Booking China's high-speed trains as a foreigner
China's high-speed rail is fast, punctual, and one of the best ways to travel between cities — often easier than flying. Booking it with a foreign passport is straightforward once you avoid the one delay that catches people out.
Two ways to book: the official 12306 app (free, but passport verification can take a few days) or Trip.com (small fee, instant, cleaner English). If your train is within ~5 days, just use Trip.com. Your passport is your ticket — scan it at the station gate, no paper needed. Arrive 30+ minutes early; stations are huge and have airport-style security.
01Which app: 12306 or Trip.com?
Both pull from the same seat pool — every reseller ultimately books through 12306. The choice is about convenience vs. cost:
| 12306 (official) | Trip.com | |
|---|---|---|
| Cost | No booking fee | Small fee (~¥10–40/ticket) |
| Verification | Passport upload, 3–5 day review | Done during booking, instant |
| English | Has English mode, a bit rough | Polished English, easy |
| Best for | Longer stays, frequent trips, zero fees | Tickets within a few days, less hassle |
02What you need to book
- Your passport — the name must match exactly across booking, the station, and boarding (real-name ticketing is strict).

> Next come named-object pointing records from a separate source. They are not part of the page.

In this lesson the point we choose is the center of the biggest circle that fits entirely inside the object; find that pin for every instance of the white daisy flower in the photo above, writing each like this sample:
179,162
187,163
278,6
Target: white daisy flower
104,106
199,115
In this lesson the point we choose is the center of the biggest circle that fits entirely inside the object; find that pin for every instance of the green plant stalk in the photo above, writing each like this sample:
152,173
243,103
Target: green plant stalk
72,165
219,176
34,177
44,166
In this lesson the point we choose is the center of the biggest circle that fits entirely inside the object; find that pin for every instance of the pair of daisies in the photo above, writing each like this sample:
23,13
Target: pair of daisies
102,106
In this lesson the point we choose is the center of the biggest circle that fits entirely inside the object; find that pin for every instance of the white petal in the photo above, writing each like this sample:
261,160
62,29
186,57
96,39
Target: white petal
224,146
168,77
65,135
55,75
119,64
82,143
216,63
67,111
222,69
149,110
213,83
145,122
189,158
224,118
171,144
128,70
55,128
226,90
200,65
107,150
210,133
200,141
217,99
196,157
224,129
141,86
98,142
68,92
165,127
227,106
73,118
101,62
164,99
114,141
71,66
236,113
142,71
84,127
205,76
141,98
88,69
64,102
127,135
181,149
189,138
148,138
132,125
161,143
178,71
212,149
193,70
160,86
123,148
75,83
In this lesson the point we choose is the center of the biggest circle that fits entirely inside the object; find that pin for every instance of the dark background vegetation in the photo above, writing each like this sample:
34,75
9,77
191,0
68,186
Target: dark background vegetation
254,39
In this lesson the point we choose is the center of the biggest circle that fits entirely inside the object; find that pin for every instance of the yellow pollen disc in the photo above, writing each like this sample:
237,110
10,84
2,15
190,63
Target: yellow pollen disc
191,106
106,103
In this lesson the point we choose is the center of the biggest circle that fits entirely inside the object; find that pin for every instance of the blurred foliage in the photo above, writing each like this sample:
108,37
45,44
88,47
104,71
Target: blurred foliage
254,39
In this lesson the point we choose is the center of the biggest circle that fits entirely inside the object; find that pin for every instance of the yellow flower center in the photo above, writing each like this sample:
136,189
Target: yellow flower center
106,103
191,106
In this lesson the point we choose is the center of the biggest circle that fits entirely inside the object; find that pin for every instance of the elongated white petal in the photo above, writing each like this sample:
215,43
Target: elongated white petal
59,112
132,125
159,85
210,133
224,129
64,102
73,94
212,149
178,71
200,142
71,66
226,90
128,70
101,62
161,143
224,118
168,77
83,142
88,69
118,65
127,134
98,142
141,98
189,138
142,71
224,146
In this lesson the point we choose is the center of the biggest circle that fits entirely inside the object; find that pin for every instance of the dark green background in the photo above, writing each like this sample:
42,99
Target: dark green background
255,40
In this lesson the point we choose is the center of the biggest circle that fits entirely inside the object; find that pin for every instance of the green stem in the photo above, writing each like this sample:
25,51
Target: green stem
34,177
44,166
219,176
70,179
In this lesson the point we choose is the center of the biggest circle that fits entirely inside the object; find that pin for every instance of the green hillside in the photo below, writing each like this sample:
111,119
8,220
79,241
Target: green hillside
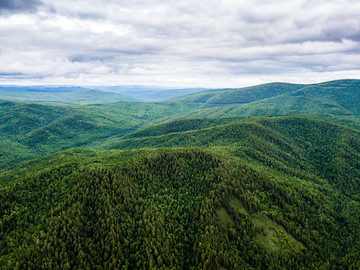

- An email and a phone number — international numbers work fine.
- A payment method — Visa/Mastercard sometimes work, but Alipay is the reliable fallback if a card is rejected.
03Getting through the station
Chinese train stations work a bit like airports. The flow once you arrive:
- Arrive early — 30 minutes at most stations, 45+ at megastations like Beijing West or Shanghai Hongqiao. They're enormous; walking to your platform alone can take 15 minutes.
- Scan your passport at the ID gate to enter the concourse. Staff are nearby if the scanner struggles.
- Security check — bags through X-ray, you through a metal detector. Lighters and matches get confiscated, so don't pack them.
- Find your gate and board using the carriage and seat number on your e-ticket. Ticket checking usually stops about 5 minutes before departure — don't cut it fine.
04On the train
Second Class is a comfortable 3+2 seat layout and is what most travelers book; First Class is 2+2. Big luggage goes on racks at the carriage ends, smaller bags overhead or under your seat. Trains are clean, quiet, and famously on time — for trips up to around 1,200 km, high-speed rail is usually faster and less stressful than flying once you count airport transfers.